In Re: B.B. & T.S.B. - Concurring
This text of In Re: B.B. & T.S.B. - Concurring (In Re: B.B. & T.S.B. - Concurring) is published on Counsel Stack Legal Research, covering Court of Appeals of Tennessee primary law. Counsel Stack provides free access to over 12 million legal documents including statutes, case law, regulations, and constitutions.
Opinion
IN THE COURT OF APPEALS OF TENNESSEE AT NASHVILLE March 19, 2004 Session
IN RE: B. B. & T. S. B.
Appeal from the Circuit Court for Perry County No. 4178 Donald P. Harris, Judge
No. M2003-01234-COA-R3-PT - Filed June 9, 2004
WILLIAM B. CAIN , J., concurring.
I concur in the judgment that grounds for termination of parental rights in this case are not established by clear and convincing evidence.
I continue, however, to adhere to my view that a preponderance of the evidence standard on the one hand and a clear and convincing evidence standard on the other are completely incompatible with each other, both at the trial level and at the appellate level.
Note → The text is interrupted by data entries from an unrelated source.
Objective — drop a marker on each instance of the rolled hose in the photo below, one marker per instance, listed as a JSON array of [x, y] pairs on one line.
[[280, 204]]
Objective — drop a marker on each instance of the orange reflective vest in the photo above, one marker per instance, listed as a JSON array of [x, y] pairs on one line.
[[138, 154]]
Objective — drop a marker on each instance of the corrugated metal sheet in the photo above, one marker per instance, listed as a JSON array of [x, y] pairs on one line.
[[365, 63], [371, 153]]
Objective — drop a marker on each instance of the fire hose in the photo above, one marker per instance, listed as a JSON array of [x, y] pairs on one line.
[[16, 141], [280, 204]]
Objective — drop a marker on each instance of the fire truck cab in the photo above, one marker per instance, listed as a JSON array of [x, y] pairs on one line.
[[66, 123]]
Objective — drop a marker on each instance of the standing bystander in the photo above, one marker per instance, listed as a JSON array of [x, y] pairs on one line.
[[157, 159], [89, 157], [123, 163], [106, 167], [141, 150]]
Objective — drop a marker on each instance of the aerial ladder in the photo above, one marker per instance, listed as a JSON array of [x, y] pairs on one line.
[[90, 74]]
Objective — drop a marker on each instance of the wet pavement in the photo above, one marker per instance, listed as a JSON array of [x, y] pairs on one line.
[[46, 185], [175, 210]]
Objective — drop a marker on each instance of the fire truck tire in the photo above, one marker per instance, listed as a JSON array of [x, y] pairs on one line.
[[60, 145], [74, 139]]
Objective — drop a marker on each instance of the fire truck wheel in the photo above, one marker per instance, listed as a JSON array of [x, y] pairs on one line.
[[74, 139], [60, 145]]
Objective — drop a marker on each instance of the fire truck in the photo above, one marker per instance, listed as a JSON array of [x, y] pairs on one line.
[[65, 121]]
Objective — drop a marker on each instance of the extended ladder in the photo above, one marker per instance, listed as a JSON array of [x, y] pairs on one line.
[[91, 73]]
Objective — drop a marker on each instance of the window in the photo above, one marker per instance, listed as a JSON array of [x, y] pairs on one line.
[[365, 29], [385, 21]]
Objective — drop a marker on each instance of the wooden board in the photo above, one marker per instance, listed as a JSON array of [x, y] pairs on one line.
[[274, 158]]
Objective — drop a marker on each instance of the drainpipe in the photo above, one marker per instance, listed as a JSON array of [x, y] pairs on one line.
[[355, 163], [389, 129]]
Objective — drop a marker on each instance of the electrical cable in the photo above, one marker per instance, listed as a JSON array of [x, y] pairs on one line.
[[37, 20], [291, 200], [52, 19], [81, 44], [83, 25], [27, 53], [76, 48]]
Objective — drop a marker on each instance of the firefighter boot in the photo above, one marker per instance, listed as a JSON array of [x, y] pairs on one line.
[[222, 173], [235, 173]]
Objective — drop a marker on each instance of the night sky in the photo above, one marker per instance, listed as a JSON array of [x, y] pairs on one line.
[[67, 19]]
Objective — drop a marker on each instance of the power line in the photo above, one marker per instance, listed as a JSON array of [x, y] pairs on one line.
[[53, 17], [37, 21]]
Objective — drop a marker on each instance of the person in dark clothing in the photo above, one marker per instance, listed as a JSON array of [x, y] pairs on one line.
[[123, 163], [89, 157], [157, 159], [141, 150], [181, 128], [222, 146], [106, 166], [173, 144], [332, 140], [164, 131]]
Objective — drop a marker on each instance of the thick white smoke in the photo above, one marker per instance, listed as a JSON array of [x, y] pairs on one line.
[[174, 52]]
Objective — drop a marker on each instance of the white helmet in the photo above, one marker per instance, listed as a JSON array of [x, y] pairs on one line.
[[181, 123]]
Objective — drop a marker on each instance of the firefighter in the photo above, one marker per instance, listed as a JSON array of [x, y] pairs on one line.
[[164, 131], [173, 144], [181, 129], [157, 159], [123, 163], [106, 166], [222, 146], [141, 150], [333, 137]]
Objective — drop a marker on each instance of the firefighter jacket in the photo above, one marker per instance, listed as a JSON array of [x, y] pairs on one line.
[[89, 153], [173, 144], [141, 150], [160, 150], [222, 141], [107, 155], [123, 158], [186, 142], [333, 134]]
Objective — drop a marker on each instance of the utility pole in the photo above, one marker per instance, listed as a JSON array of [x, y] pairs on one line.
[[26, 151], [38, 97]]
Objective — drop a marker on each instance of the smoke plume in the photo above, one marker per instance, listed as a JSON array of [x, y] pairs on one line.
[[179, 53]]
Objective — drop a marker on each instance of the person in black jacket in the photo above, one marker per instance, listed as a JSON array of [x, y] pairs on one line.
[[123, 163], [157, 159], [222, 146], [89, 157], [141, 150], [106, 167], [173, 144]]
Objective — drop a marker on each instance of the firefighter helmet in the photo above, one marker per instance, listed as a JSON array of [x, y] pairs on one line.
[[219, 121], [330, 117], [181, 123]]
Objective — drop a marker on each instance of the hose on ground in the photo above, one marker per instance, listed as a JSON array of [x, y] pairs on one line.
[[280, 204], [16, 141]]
In the majority opinion the correct rule in both the trial court and on appellate review are stated wherein it is said:
In order to be clear and convincing, evidence must eliminate any serious or substantial doubt about the correctness of the conclusions to be drawn from the evidence. In re Valentine, 79 S.W.3d at 546; Hodges v. S.C. Toof & Co., 833 S.W.2d 896, 901 n.3 (Ten. 1992); Messier, 905 S.W.2d at 188. Such evidence should produce in the fact-finder’s mind a firm belief or conviction as to the truth of the allegations sought to be established. In re A.D.A., 84 S.W.3d 592, 596 (Tenn.Ct.App. 2002); In re C.W.W., 37 S.W.3d 467, 474 (Tenn.Ct.App. 2000). In contrast to the preponderance of the evidence standard, clear and convincing evidence should demonstrate that the truth of the facts asserted is “highly probable” as opposed to merely “more probable” than not. Lettner v. Plummer, 559 S.W.2d 785, 787 (Tenn. 1977); In re C.W.W., 37 S.W.3d at 474; see also Estate of Acuff v. O’Linger, 56 S.W.3d 527, 537 (Tenn.Ct.App. 2001).
I part company with the majority, however, in the statement later in the opinion that in appellate review: First, we must review each of the trial court’s specific findings of fact de novo, with a presumption of correctness unless the evidence preponderates otherwise, in accordance with Tenn. R. App. P. 13(d). Then, we must determine whether the facts, either as found by the trial court or as supported by the preponderance of the evidence, clearly and convincingly establish the elements necessary to terminate parental rights. Jones, 92 S.W.3d at 838; In re Valentine, 79 S.W.3d at 548-49.
I do not agree that this is a correct statement of the standard of appellate review. My views are exhaustively set forth in Estate of Acuff v. O’Linger, 56 S.W.3d 527 (Tenn.Ct.App. 2001) perm.app.denied (Oct. 1, 2001) and in In re Z.J.S. and M.J.P., No. M2002-02235-COA-R3-JV, 2003 WL 21266854 (Tenn.Ct.App. June 3, 2003) (no ruling of an app. filed) (Cain, Judge, concurring) and in State v. R.S. and K.S., No. M2002-00919-COA-R3-CV, 2003 WL 22098035 (Tenn.Ct.App. Sept.11,2003) (Cain, Judge, concurring), along with In re: K.N.R., et al., No. M2003-01301-COA- R3-PT (Tenn.Ct.App. 2004); see also Colorado v. New Mexico, 467 U.S. 310, 104 S.Ct. 2433, 81 L.Ed.2d 247 (1984); Taylor v. Commissioner of Mental Health, 481 At.2d 139, 153-54 (Me. 1984); Riley Hill General Contractor, Inc. v. Tandy Corp., 737 P.2d 595, 604 (Or. 1987); Beeler v. American Trust Co., 147 P.2d 583 (Ca. 1944), (Traynor, Justice, dissenting).
Since I agree that the facts supporting termination of parental rights in this case are not supported by evidence sufficient to make their existence “highly probable” I concur in the judgment.